Выбрать главу

— Погибших бойцов, Саша, перенеси в блиндаж… Чтоб не радовалось это собачье отродье, чтоб не издевались.

Тем временем на высотку хлынула новая волна фашистских танков. К наблюдательному пункту устремились четыре «тигра». На каждом из них красовалась своеобразная эмблема: оскаленная клыкастая морда тигра под скрещенными дубовыми ветвями.

— Смотри, породистые твари, — непослушными губами улыбнулся Дубов.

Приближающийся грохот постепенно переходил в неистовый рев. Земля под ногами задрожала.

— Танков четыре, а снарядов только три… Давай-ка, парень, вон ту чушку, — кивнул Дубов на снаряд с острой бронебойной головкой.

Пушкарь протер тряпкой гильзу, зарядил орудие.
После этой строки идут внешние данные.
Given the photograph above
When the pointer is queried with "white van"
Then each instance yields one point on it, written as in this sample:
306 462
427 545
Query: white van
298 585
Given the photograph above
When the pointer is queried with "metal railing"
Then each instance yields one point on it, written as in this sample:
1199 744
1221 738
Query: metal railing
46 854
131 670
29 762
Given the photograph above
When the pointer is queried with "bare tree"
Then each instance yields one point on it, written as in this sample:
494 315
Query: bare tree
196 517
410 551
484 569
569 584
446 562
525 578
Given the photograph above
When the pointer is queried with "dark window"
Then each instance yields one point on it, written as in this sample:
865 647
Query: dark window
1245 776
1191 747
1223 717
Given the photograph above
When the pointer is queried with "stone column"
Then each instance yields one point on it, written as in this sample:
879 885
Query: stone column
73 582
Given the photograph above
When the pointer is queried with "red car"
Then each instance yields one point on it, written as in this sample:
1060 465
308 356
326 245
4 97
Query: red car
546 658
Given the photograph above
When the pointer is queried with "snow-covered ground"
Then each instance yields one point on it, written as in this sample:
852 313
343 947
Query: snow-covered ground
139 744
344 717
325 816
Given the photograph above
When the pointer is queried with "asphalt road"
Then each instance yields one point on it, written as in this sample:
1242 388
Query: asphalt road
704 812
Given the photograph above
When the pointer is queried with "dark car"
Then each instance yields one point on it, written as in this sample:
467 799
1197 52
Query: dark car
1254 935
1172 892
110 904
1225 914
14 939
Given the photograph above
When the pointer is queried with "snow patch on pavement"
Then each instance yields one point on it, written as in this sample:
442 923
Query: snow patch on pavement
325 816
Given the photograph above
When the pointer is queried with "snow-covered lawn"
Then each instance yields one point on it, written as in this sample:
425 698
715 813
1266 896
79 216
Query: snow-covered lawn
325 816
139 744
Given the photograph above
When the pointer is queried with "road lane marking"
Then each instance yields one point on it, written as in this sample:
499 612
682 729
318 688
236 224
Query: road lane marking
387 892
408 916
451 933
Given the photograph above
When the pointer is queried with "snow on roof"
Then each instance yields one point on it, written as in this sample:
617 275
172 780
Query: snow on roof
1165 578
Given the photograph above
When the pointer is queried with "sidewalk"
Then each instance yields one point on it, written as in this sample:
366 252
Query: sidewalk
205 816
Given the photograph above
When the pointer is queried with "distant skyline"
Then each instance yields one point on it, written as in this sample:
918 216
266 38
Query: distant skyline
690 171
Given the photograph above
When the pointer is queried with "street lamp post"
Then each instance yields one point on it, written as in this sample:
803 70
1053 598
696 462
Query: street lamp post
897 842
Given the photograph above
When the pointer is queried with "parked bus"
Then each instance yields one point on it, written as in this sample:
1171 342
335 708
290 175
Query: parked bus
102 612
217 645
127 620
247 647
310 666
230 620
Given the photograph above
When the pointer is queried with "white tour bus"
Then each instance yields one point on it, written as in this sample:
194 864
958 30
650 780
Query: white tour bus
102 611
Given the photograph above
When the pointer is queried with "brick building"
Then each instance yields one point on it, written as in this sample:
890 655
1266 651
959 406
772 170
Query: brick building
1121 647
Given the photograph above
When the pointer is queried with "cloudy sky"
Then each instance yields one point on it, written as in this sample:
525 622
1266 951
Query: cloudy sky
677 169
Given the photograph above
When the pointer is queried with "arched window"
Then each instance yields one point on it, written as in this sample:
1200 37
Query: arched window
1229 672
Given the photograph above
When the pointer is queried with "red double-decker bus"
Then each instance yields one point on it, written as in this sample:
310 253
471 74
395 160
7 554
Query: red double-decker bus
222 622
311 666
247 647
Оп посмотрел на затвор так, словно за ним спряталась его оставшаяся жизнь.

Мощно, резко, до боли в ушах, прогремел выстрел. Башню с танка смело, как крошку со стола. Из нее со звоном посыпались снаряды боекомплекта…
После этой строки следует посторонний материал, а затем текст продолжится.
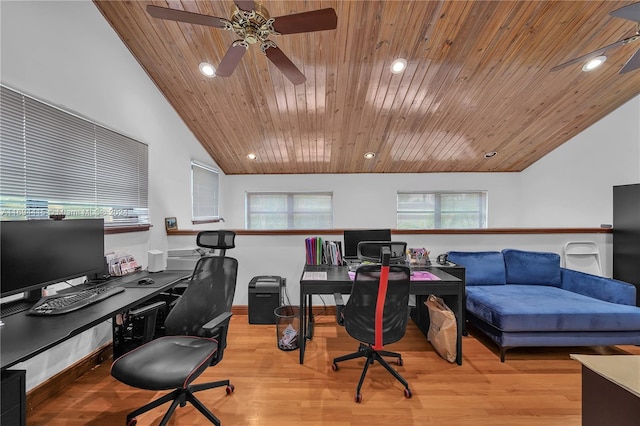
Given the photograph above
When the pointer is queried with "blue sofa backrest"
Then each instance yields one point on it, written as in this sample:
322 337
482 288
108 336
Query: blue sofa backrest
481 267
532 267
509 266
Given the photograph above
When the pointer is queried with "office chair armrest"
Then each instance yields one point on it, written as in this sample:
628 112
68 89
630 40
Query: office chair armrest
217 329
146 310
149 313
339 308
217 321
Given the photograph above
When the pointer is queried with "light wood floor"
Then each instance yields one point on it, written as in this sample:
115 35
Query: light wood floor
533 387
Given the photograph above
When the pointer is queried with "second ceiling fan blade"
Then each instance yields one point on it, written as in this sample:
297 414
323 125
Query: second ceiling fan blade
284 64
247 5
305 22
184 16
231 60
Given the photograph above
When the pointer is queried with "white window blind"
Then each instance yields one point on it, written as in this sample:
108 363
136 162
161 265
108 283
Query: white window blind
289 210
53 162
204 192
442 210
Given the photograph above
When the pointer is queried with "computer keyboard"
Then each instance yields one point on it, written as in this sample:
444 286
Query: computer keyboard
68 302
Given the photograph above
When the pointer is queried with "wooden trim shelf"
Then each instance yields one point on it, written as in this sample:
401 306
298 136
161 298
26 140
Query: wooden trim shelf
487 231
126 228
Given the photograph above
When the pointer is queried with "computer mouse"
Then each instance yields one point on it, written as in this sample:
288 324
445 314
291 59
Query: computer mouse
145 281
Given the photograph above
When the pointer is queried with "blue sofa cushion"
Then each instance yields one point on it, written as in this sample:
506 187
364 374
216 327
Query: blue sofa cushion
545 308
530 267
481 267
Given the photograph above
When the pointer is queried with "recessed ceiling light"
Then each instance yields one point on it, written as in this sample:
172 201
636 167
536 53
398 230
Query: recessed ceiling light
594 63
207 69
398 66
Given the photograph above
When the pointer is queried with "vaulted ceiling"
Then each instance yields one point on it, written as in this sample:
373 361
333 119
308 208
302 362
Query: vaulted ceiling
478 80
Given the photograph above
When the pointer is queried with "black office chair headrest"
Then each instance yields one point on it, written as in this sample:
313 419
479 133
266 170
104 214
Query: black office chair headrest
216 240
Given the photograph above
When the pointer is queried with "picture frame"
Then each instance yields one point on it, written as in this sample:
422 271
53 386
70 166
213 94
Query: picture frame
170 223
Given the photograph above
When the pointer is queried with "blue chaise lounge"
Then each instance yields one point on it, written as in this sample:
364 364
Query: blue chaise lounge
524 298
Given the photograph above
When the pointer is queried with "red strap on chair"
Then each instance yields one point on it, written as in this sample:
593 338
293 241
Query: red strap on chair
382 295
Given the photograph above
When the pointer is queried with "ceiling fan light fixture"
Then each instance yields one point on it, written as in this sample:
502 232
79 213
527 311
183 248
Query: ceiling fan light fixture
398 66
594 63
207 69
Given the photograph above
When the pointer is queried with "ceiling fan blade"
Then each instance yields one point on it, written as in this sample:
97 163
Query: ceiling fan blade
284 64
184 16
247 5
630 12
593 54
632 64
306 22
231 60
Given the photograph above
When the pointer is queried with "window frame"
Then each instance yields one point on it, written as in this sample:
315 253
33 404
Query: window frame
196 203
482 211
57 163
290 210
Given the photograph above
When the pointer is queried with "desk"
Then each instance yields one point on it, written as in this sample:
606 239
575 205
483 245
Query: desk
23 336
338 281
610 389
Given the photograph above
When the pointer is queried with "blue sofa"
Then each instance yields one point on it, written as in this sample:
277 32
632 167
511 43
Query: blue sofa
524 298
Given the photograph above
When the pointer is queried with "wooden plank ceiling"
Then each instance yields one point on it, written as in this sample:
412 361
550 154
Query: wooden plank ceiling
478 80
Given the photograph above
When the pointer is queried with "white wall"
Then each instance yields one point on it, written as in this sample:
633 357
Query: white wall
573 185
65 53
54 50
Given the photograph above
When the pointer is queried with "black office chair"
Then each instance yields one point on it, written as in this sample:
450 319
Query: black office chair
376 314
195 335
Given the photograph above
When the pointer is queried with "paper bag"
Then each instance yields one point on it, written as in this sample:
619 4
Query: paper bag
443 330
Орудие жадно проглотило второй снаряд. Кончик ствола медленно двигался впереди вражеского танка. Полковник выждал, когда «тигр» с дубовыми ветками на бортовой броне, объезжая подбитого собрата, неосмотрительно подставил бок, и потянул за шнур…

Со слепой злобой рванулся на смельчаков третий танк. Последний снаряд пронизал его лобовую броню.

Четвертое чудовище двинулось на беззащитное орудие…

— В ров! — выдавил из себя Дубов и через бруствер, выложенный дерном, скатился в окоп.

Пушкарь — за ним…

— Ну, вот и все! — Полковник вытер руки, неуклюже обнял Пушкаря и по-отцовски расцеловал его.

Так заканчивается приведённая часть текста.